REDUNDANCY<=STANDARDIZE | UNSTANDARDIZE>
RED<=STA | UNS>

outputs redundancy variables to the OUT= data set, either standardized or unstandardized. Specifying the REDUNDANCY o-option is the same as specifying REDUNDANCY=STANDARDIZE. The results of the REDUNDANCY o-option depends on the TSTANDARD= option. You must specify TSTANDARD=Z to get results based on standardized data. The TSTANDARD= option controls how the data that go into the redundancy analysis are scaled, and REDUNDANCY=STANDARDIZE|UNSTANDARDIZE controls how the redundancy variables are scaled. The REDUNDANCY o-option is automatically specified for you when you specify the METHOD=REDUNDANCY a-option. The RPREFIX= o-option specifies a prefix (default Red) for naming the redundancy variables.

REFERENCE=NONE | MISSING | ZERO
REF=NON | MIS | ZER

specifies how reference levels of CLASS variables are to be treated. The options are REFERENCE=NONE, the default, in which reference levels are suppressed; REFERENCE=MISSING, in which reference levels are displayed and output with missing values; and REFERENCE=ZERO, in which reference levels are displayed and output with zeros. You can specify the REFERENCE= option in the PROC TRANSREG, MODEL, or OUTPUT statement, and you can specify it independently for the OUT= data set and the displayed output.
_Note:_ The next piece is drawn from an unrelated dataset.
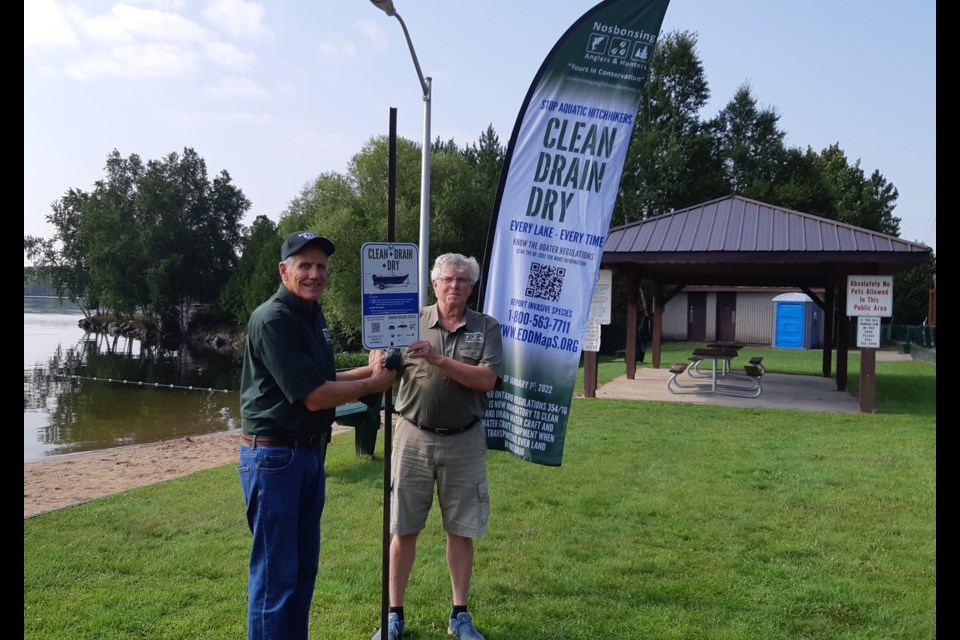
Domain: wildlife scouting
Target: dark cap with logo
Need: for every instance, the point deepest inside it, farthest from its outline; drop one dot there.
(297, 240)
When you specify it in only one statement, it sets the option for both the displayed output and the OUT= data set.

REPLACE
REP

is equivalent to specifying both the DREPLACE and the IREPLACE o-options.

RESIDUALS
RES
R

outputs the differences between the transformed dependent variables and their predicted values. The names of the residual variables are constructed from the RDPREFIX= o-option (default R) and the original dependent variable names.

RPREFIX=name
RPR=name

provides a prefix for naming the redundancy variables. The default is RPREFIX=Red. When you specify the RPREFIX= o-option, the REDUNDANCY o-option is automatically specified for you.

TDPREFIX=name
TDP=name

specifies a prefix for naming the transformed dependent variables. By default, TDPREFIX=T. The TDPREFIX= o-option is ignored when you specify the DREPLACE o-option.

TIPREFIX=name
TIP=name

specifies a prefix for naming the transformed independent variables. By default, TIPREFIX=T. The TIPREFIX= o-option is ignored when you specify the IREPLACE o-option.